Troubleshoot
Overview
The ScaleOps Troubleshooting page is a comprehensive dashboard designed to help you identify, diagnose, and resolve issues within your Kubernetes cluster/s. This page provides real-time visibility into performance bottlenecks, resource waste, automation events, and system health metrics across your clusters.
The troubleshooting page provides the following features:
- Interactive Dashboard: Customizable layout with draggable and resizable graphs
- Time Range Selection: Analyze data over different time periods
- Multi-Cluster Support: View metrics across multiple clusters simultaneously
- Filtering Options: Filter by namespaces, labels, and annotations
- Export Capabilities: Copy graph data and create custom dashboards
- Real-time Updates: Live data refresh for current cluster status
Pre-Built Dashboards
The troubleshooting page provides the following pre-built dashboards:
- Performance: Identifies performance issues and resource constraints affecting your workloads.

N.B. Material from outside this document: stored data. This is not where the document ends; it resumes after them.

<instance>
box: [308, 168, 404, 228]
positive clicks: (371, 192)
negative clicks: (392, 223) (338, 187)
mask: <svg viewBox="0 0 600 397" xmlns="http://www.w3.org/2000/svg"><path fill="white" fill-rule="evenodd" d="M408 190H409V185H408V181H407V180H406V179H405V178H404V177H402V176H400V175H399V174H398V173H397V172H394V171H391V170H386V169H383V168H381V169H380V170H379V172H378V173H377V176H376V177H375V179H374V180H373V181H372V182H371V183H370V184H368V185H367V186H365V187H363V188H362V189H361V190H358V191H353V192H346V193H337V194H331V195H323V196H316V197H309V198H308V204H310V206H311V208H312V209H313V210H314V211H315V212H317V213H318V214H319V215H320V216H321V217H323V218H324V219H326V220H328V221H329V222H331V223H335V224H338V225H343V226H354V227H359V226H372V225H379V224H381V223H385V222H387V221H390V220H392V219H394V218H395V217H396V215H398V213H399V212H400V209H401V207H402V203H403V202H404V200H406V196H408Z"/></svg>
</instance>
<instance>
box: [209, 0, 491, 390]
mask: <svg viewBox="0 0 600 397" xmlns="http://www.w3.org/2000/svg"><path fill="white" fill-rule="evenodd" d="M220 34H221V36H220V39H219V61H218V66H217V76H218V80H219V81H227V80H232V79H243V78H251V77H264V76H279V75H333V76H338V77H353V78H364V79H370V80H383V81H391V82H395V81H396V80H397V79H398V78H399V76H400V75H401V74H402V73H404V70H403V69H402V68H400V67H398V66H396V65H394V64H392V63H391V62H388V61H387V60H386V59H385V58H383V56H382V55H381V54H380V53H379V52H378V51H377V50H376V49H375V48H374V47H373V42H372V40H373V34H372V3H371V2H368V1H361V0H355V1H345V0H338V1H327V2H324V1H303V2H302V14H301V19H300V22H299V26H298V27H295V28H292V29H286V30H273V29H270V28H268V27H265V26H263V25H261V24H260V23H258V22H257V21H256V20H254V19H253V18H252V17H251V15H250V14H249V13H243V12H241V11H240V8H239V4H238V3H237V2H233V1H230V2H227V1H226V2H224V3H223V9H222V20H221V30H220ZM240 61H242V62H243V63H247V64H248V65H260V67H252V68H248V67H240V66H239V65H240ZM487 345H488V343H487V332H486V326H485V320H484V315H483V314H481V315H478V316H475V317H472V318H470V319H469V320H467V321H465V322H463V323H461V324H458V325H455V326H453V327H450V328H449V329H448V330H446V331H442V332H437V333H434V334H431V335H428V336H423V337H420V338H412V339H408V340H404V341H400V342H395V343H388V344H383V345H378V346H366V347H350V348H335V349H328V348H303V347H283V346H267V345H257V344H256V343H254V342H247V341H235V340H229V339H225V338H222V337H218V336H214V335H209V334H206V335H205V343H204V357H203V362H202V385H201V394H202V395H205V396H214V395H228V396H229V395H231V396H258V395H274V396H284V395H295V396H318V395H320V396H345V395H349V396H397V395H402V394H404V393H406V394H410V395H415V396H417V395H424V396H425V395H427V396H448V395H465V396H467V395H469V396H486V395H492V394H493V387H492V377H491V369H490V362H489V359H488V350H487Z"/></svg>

- Overall Costs: Identifies resource waste and costs across the cluster.
- ScaleOps Health: Monitors the health and performance of ScaleOps components.

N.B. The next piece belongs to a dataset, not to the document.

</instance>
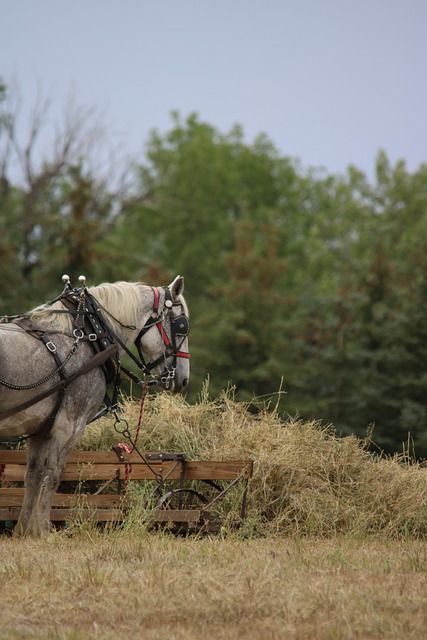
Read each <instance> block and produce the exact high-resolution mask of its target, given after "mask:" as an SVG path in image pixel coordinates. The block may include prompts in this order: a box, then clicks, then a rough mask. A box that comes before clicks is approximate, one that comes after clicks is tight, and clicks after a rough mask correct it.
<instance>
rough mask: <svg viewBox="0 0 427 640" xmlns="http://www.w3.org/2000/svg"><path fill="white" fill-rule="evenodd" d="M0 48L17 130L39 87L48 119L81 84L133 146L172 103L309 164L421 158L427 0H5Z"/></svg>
mask: <svg viewBox="0 0 427 640" xmlns="http://www.w3.org/2000/svg"><path fill="white" fill-rule="evenodd" d="M0 61H1V66H0V76H1V77H2V79H3V81H4V82H5V83H6V84H7V85H12V84H13V83H14V84H17V85H18V86H19V90H20V93H21V97H22V101H23V109H22V113H21V117H20V123H21V124H20V126H21V128H22V130H23V129H24V127H25V124H26V123H27V122H28V114H29V112H30V110H31V107H33V106H34V102H35V99H36V94H37V87H41V88H42V91H43V93H44V95H48V96H50V97H51V100H52V103H53V111H52V116H51V117H52V118H54V111H55V109H57V110H58V112H61V109H63V108H64V105H65V104H66V102H67V100H69V98H70V95H71V94H72V93H74V95H75V96H76V98H77V101H78V102H79V103H80V104H82V105H85V106H94V107H97V108H99V109H101V110H102V111H103V112H105V113H106V114H107V115H106V120H107V121H108V123H110V125H111V130H113V129H114V130H116V131H119V132H120V133H121V135H123V139H124V143H125V146H126V147H127V148H128V149H129V151H130V152H131V153H134V152H138V151H142V150H143V148H144V144H145V143H146V141H147V138H148V132H149V130H150V129H151V128H156V129H158V130H160V131H161V132H164V131H166V130H167V129H168V128H170V127H171V126H172V121H171V118H170V112H171V111H172V110H178V111H179V112H180V113H181V115H182V116H184V117H186V116H187V115H189V114H190V113H192V112H197V114H198V115H199V117H200V119H201V120H204V121H207V122H208V123H209V124H211V125H213V126H214V127H215V128H217V129H218V130H219V131H221V132H222V133H226V132H228V131H229V130H230V128H231V127H232V126H233V124H235V123H239V124H241V125H242V127H243V130H244V132H245V136H246V140H247V142H248V143H251V142H252V141H253V139H254V137H255V136H256V135H257V134H258V133H260V132H264V133H266V134H267V135H268V136H269V137H270V139H271V140H272V141H273V143H274V144H275V145H276V146H277V147H278V149H279V151H280V153H281V154H283V155H286V156H291V157H293V158H296V159H299V160H300V162H301V165H302V167H303V168H309V167H325V168H326V170H327V171H329V172H331V173H335V174H337V173H342V172H344V171H345V169H346V167H347V165H348V164H354V165H356V167H358V168H359V169H361V170H362V171H364V172H365V173H367V174H368V175H369V174H372V172H373V166H374V161H375V156H376V154H377V152H378V150H379V149H380V148H383V149H384V150H385V151H386V153H387V154H388V155H389V157H390V159H391V161H392V162H396V161H397V160H398V159H401V158H402V159H404V160H406V162H407V165H408V168H409V169H410V170H411V171H413V170H415V169H417V167H418V166H419V165H420V164H421V163H423V162H427V131H426V123H425V119H426V114H427V82H426V65H427V1H426V0H210V1H209V2H208V1H205V0H0ZM49 113H50V112H49Z"/></svg>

- Advanced Performance: Provides detailed node-level performance metrics including CPU/memory stalling, network throughput, disk I/O and PSI graphs.

Chart Categories
The charts are organized into the following categories:
- Optimization: Focuses on ScaleOps automation activities and optimization events.
- Performance: Identifies performance issues and resource constraints affecting your workloads.
- Replicas: Tracks HPA scaling events and pod count changes.
- Cost: Identifies resource waste and cost optimization opportunities.
- Nodes: Provides insights into node-level performance and lifecycle management.
- ScaleOps Workloads: Monitors the health and performance of ScaleOps components themselves.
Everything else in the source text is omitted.